Monsieur l’écrivain,

Votre récit est beau, prenant et loufoque. C’est un mélange de parcours initiatique et de conte qui donne un mélange assez explosif. Je me suis beaucoup amusée en lisant votre livre mais en le refermant, j’ai perçu la réflexion que vous aviez mis en place. Dans un premier temps, j’ai eu l’impression que votre histoire partait dans tous les sens. Entre le présent de Stanley travaillant au camp du Lac vert et le passé des personnages qui avaient auparavant vécus là, le lien me paraissait difficile à établir.
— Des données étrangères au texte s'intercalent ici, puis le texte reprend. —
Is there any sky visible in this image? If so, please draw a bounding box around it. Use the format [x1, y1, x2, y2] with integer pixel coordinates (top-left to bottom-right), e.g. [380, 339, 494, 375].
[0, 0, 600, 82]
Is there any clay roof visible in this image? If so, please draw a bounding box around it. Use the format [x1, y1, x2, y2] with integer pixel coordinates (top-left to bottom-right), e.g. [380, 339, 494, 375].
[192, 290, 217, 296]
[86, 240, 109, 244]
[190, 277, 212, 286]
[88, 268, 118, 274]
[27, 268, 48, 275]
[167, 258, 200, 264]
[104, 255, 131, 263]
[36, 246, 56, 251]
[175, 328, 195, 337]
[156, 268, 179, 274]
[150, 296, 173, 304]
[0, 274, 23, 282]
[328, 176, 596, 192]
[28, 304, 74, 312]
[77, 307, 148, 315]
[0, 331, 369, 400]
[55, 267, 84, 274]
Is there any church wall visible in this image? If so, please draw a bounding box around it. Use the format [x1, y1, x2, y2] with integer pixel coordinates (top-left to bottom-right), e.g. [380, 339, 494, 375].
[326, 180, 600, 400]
Ajoutez à cela, la temporalité pas toujours évidente à suivre et vous finissiez de me perdre. Pourtant, toutes ces histoires mêlées sont le moteur de votre récit et sont la raison pour laquelle je me suis accrochée. Je n’ai cessé de me dire « continue, tu verras bien ». En d’autres termes, je vous ai fait confiance. J’avais la sensation de pouvoir compter sur vous pour m’impressionner et vous avez réussi. Le lien s’est mis en place et malgré certains évènements improbables, même dans votre univers déjanté, j’ai fini par tout accepter parce que j’avais mesuré l’importance de la quête.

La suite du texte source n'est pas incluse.